UPDATED 22:11 EDT / JULY 26 2020

CLOUD

Linux Foundation expands into the fight against COVID-19

The Linux Foundation is joining the battle against COVID-19 with a program aimed at building on top of the foundational contact tracing work being done jointly by Google LLC and Apple Inc.

The Linux Foundation Public Health initiative is launching with seven premier members and two hosted projects targeted at notifying public health officials of coronavirus exposure.

The initiative is headed by Dan Kohn (pictured), who is moving over from his previous role as executive director of the Cloud Native Computing Foundation, which nurtures the Kubernetes container orchestration platform and its large ecosystem. Kohn said he didn’t hesitate to shift away from heading up the thriving CNCF with its 560 members to a much smaller operation because of the life-saving opportunities.

“Public health authorities have had radical level of underinvestment for the past couple of decades,” he said. “We want to support anything that contributes to helping them do their jobs better.”

Spending on local public health departments has dropped by more than 18% since 2010, according to the National Association of County and City Health Officials. A resident of lower Manhattan, Kohn said he saw the devastation of the early stages of the pandemic firsthand and lost an uncle to the disease.

The LFPH is focusing on public health applications rather than first responders or care providers. One of its first hosted projects is COVID Shield, a privacy-focused notification app intended for use by governments that want to launch their own exposure notification systems. It was developed by volunteers at Shopify Inc. and is being rolled out in Canada. COVID Green was developed by NearForm Ltd. for the Irish Government and has already been adopted by one-third of the country’s adult population.

Initially, the focus is on project that will plug in to the Google Apple Exposure Notification or GAEN platform, which is expected to be adopted widely around the world.

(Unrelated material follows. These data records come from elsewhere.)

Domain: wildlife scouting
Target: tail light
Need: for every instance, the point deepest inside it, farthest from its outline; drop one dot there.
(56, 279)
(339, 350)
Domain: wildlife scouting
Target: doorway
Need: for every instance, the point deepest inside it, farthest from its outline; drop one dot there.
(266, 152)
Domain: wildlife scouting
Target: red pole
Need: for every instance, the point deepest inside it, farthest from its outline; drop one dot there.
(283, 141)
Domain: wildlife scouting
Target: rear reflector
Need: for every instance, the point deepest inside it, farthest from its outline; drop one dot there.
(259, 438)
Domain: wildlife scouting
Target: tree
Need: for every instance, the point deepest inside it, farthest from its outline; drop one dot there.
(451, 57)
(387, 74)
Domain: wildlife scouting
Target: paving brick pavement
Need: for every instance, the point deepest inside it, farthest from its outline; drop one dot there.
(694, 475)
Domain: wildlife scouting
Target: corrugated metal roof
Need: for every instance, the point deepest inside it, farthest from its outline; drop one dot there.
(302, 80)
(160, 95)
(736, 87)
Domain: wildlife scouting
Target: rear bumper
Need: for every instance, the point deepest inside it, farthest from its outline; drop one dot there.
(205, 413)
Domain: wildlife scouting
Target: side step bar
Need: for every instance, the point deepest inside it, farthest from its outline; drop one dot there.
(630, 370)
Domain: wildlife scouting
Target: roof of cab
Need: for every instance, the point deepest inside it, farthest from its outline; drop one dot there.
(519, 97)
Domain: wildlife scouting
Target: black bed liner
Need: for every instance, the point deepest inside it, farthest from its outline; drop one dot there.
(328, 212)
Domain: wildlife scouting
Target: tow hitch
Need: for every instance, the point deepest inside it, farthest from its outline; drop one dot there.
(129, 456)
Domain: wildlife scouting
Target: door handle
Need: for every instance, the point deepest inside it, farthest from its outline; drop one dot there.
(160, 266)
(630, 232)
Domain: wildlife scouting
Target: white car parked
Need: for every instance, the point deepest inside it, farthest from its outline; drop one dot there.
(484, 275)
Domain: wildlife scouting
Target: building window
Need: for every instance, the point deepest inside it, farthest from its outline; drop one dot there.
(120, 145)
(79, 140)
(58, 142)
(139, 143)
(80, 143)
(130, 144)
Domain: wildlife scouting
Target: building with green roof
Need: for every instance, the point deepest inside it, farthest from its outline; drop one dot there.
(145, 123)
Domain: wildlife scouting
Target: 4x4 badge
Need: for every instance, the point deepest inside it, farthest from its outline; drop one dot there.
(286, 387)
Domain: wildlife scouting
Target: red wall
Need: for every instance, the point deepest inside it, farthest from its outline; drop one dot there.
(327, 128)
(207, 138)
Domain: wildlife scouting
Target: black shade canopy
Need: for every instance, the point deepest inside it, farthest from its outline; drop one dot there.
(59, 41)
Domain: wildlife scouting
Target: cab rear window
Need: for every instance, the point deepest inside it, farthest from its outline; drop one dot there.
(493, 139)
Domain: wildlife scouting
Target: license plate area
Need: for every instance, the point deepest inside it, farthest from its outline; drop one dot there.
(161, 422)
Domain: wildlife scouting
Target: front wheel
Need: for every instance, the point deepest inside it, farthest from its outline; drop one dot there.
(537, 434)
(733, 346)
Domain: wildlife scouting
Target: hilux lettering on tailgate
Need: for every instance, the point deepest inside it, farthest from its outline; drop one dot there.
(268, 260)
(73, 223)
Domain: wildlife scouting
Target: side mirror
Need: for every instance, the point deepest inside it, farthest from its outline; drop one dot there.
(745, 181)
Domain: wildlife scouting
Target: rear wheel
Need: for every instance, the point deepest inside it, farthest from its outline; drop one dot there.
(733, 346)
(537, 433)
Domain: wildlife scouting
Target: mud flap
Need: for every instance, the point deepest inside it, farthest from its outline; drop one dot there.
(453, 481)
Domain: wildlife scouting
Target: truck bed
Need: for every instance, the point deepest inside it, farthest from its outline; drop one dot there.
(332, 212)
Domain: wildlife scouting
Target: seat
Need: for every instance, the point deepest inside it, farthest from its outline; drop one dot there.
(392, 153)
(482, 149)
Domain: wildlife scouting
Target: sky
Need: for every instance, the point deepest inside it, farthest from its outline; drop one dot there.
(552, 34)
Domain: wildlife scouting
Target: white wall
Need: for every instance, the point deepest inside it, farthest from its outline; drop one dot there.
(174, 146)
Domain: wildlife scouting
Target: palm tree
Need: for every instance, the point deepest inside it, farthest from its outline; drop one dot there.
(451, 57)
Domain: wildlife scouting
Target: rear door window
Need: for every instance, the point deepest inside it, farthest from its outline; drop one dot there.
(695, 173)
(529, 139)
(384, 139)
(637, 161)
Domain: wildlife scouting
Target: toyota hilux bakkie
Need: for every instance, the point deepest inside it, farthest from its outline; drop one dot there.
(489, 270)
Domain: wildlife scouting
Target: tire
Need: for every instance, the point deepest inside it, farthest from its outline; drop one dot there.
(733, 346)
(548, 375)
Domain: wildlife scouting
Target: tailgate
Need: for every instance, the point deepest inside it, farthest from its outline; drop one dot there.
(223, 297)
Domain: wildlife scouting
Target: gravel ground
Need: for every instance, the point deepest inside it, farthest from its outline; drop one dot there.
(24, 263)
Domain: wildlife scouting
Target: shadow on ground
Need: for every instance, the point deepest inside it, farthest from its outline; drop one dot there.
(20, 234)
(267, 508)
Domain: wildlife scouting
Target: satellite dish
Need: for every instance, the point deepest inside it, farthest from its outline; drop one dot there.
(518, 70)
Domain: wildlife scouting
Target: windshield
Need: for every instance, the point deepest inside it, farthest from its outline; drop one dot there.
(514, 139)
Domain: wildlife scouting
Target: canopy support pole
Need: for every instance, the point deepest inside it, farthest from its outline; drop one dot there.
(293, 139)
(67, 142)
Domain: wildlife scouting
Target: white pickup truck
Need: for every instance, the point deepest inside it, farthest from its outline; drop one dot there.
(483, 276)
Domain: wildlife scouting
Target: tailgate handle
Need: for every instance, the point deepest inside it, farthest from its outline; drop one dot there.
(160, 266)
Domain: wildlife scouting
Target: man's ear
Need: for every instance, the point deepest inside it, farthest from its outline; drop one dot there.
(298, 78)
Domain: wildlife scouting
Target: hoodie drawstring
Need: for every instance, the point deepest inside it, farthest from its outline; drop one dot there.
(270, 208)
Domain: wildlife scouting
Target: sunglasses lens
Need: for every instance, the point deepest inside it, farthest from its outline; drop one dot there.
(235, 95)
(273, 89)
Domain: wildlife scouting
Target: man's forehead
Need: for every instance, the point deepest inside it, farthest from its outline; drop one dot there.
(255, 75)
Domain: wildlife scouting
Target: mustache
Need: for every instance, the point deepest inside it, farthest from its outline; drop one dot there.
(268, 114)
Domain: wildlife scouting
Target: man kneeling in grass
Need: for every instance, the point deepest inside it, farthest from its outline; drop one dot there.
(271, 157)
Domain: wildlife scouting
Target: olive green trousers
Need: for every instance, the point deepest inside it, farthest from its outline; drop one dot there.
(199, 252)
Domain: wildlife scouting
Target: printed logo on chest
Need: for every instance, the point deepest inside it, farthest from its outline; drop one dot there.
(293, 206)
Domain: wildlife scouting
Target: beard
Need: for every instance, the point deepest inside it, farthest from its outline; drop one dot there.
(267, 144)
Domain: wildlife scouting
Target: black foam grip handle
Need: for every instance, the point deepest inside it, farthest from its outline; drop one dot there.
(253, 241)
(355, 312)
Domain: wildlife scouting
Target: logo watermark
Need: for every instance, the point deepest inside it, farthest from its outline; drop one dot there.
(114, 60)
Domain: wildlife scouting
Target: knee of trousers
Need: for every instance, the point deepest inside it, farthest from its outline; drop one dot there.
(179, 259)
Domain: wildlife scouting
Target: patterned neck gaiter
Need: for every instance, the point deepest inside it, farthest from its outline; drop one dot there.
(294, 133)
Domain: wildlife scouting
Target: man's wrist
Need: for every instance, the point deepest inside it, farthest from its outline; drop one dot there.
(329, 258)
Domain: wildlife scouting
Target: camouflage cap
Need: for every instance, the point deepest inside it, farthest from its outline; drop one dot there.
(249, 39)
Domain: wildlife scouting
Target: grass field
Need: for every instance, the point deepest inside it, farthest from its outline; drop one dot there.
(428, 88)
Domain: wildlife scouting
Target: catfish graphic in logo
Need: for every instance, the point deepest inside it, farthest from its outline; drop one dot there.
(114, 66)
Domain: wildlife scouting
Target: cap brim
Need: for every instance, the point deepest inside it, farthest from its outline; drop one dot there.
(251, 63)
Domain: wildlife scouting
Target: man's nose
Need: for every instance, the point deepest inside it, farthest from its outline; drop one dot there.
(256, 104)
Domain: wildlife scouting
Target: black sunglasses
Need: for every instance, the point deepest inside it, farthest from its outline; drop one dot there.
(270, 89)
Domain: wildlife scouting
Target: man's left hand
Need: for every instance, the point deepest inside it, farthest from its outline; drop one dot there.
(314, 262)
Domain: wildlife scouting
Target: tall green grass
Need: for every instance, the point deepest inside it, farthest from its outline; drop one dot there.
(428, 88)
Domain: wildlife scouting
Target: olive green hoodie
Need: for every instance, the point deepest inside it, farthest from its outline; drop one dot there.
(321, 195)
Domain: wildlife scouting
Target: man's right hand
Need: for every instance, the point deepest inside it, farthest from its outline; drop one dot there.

GAEN is a foundation for contact tracing, which is a technique used to control the spread of infection by isolating people have been exposed to a disease in tracking down others with whom they may have come in contact.

The GAEN platform uses a mobile app on a user’s phone and a Bluetooth Low Energy signal to communicate continously with nearby mobile devices and exchange anonymous tokens, even if the app is not active. If a person subsequently becomes infected, the app can notify others who may have come in contact and deliver instructions on how to protect themselves and others. LFPH projects are is initially focused on extensions to the anonymous platform that can be used in cases where the identity of an infected person needs to be know, such as in the workplace.

Google and Apple have open-sourced parts of the technology but “no public health authority has the capability of taking the upstream open-source code and customizing it for their use,” Kohn said. “They need to partner with an IT vendor.”

The LFPH aims to start a certification program similar to the one the CNCF created in the Kubernetes world and to certify organizations that have expertise in the technologies it supports. “Over time we want to have a stable of service providers who understand the code base and the priorities,” Kohn said. “If your vendor is looking for subcontractor there will be groups we can recommend.”

The initiative won’t host code but will provide services such as funding of security audits, documentation help, marketing and legal assistance to the projects it adopts. Fees are on a sliding scale beginning at $2,000 for a small company that already belongs to the Linux Foundation and topping out at $170,000 for premier members. Among the benefits the group cites on its membership page are the “many billions of dollars [that will be] invested in public health IT infrastructure over the next few years.”